I don’t know exactly when anthropologists & sociologists decided upon the phrase ‘cultural omnivore.’ I only know that I hadn’t heard of such a thing until I read an article about it a little over two months ago.
The National Endowment for the Arts (NEA) suggested in their report on attendance at cultural activities that it is not perhaps that the creature known as the cultural omnivore is dying, but that their preferred medium is changing. In other words, they interact with the arts through television and the internet.
This is not actually reassuring.
Ballet and live theatre cannot be maintained exclusively through YouTube clips nor opera exclusively through broadcasts of the Met onto movie screens.
A separate NEA report concluded that half of all attendees at arts events (live performances of classical music, art openings, etc.) come from two groups that the author classifies as ‘high brow’ and the aforementioned ‘cultural omnivores.’

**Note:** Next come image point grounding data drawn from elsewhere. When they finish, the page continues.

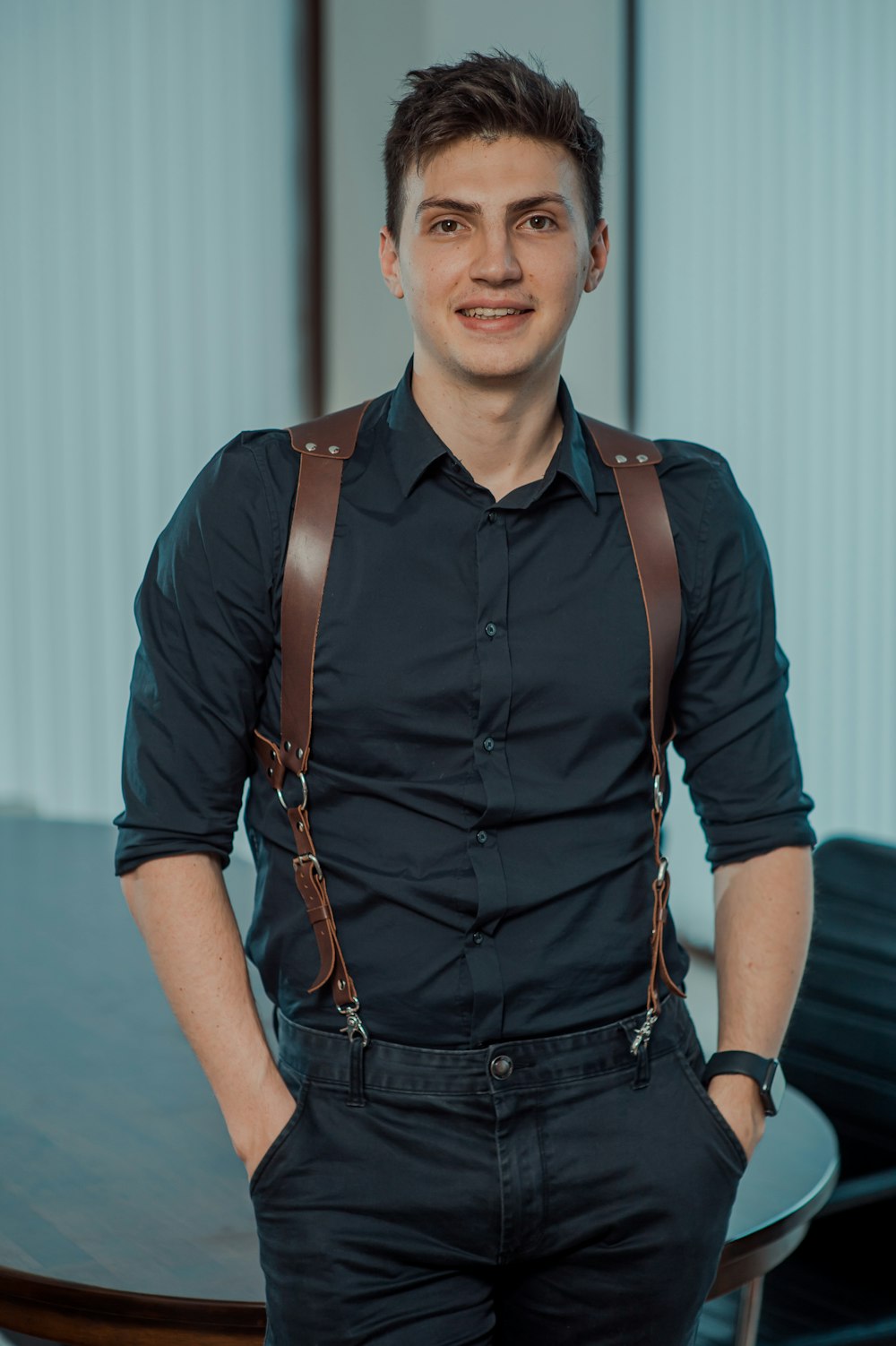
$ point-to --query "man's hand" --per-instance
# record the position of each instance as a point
(739, 1102)
(254, 1135)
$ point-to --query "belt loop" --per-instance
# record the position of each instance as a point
(357, 1073)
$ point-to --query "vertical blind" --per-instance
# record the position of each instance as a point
(148, 271)
(767, 324)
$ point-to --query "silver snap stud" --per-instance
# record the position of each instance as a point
(501, 1067)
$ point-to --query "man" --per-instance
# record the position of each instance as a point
(510, 1158)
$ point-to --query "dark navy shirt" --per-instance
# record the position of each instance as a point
(479, 780)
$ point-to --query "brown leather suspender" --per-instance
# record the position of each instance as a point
(324, 444)
(633, 464)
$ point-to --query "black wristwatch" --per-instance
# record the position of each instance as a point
(764, 1070)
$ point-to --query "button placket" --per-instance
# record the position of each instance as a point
(488, 753)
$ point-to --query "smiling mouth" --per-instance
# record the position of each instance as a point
(493, 313)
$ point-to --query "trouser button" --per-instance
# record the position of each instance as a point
(501, 1067)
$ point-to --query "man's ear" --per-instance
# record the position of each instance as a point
(598, 255)
(389, 264)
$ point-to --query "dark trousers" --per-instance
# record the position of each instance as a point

Omnivores dropped by a third – from 15% to 10% of the population – between 1982 and 2008 and high brows dropped from 7% to 5% over the same period.
What is to become of our culture? I have been attending the opera at least once a year for a decade and have gone at least three times a year since 2006. I regularly attend performances of classical music and even dated a violinist for a while when I lived in Los Angeles. And that’s not even to speak how this might impact my great love, poetry!